Published 1 Jun 2026 in cs.CL, cs.AI, and cs.LG | (2606.01806v1)

Abstract: Small LLMs (SLMs) offer a balance between capability and computational feasibility. Neural scaling laws inform their optimal training, suggesting that they possess rich internal representations that scale with their size. However, deploying even these SLMs can be challenging under strict resource constraints. LLM probing provides methods for analyzing the linguistic knowledge encoded in a model's internals. We propose ProbScale, a framework that unifies insights from scaling laws and probing to identify parameter-efficient subnetworks within pre-trained SLMs. ProbScale utilizes the high-quality representations of well-scaled SLMs and uses task-specific probes to mathematically quantify the relevance of each layer for target downstream capabilities. This allows selecting subnetworks that optimally trade off performance against parameter size.

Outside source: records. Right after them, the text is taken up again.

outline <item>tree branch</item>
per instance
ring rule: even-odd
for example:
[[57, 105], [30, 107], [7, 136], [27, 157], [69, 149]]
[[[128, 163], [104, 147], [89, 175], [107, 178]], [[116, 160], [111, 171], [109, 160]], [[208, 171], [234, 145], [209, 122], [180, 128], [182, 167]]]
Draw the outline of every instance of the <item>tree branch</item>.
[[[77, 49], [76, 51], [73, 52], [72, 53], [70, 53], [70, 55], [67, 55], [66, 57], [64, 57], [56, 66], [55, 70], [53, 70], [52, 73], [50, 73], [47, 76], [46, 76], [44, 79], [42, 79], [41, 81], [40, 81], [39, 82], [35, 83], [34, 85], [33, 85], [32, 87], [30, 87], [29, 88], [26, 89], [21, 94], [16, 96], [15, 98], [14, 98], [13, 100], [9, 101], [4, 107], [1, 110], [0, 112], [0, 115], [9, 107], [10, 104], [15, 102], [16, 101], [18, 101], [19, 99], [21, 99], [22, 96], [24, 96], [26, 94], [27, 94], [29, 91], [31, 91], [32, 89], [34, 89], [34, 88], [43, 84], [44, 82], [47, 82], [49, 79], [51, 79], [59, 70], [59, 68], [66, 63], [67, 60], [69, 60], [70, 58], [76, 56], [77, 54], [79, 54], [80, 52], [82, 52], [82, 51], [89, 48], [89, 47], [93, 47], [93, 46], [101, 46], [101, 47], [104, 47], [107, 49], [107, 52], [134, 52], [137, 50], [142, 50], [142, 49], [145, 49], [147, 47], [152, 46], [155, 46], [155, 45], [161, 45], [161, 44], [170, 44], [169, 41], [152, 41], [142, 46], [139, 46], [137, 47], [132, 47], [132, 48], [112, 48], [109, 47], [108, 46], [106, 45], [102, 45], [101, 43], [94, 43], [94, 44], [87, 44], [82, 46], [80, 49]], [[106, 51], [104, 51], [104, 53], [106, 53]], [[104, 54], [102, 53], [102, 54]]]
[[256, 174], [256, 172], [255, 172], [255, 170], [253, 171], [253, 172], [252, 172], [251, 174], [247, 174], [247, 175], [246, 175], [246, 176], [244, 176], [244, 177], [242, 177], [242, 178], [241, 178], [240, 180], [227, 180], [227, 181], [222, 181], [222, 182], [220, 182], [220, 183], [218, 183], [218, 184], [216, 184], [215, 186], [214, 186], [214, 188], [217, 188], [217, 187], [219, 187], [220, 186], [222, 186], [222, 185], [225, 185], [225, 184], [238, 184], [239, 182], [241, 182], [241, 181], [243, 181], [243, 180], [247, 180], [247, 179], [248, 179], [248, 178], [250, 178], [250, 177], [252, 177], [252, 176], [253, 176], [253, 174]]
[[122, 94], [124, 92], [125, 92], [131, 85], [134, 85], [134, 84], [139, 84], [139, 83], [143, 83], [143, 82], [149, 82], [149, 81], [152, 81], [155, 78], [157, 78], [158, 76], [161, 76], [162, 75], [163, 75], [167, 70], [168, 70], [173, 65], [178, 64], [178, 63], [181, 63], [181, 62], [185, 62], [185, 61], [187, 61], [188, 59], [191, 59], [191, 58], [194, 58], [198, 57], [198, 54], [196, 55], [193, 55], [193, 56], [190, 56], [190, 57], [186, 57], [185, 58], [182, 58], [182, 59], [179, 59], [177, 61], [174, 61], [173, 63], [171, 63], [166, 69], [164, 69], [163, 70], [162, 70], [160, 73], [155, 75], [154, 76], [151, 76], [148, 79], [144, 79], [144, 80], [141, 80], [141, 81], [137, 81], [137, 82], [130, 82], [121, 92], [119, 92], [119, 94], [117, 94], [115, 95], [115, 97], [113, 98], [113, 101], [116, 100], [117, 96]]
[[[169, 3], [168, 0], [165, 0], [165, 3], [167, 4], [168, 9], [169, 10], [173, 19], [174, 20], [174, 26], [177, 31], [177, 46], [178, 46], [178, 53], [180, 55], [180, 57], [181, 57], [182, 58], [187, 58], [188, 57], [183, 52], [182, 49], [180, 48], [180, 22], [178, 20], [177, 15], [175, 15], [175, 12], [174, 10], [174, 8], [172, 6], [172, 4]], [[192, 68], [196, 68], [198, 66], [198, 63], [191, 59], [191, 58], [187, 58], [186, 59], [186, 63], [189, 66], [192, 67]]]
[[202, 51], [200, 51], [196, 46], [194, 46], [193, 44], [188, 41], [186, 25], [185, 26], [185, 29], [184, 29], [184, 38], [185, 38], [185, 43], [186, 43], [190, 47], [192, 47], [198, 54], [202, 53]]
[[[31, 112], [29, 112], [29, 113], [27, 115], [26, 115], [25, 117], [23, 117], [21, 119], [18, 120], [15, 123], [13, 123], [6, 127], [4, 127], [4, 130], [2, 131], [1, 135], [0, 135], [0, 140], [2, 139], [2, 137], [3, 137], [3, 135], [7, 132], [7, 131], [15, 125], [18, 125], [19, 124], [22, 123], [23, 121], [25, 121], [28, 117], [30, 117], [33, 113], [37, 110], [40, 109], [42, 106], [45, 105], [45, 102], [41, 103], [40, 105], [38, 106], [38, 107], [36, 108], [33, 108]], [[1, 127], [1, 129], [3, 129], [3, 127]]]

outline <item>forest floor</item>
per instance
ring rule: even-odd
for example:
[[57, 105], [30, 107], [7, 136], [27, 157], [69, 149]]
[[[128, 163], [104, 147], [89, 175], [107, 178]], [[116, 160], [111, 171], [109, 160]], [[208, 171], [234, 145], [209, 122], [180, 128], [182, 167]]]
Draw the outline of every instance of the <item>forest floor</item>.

We formulate the subnetwork selection as finding a layer subset maximizing aggregated, task-weighted probe performance under a parameter budget. Experiments on representative SLMs such as RoBERTa-Large and T5-Base demonstrate that ProbScale identifies subnetworks achieving significant parameter reduction, from 5 to 10 times, while maintaining high performance (95% to 98% of the original SLMs) on targeted tasks, outperforming heuristic baselines.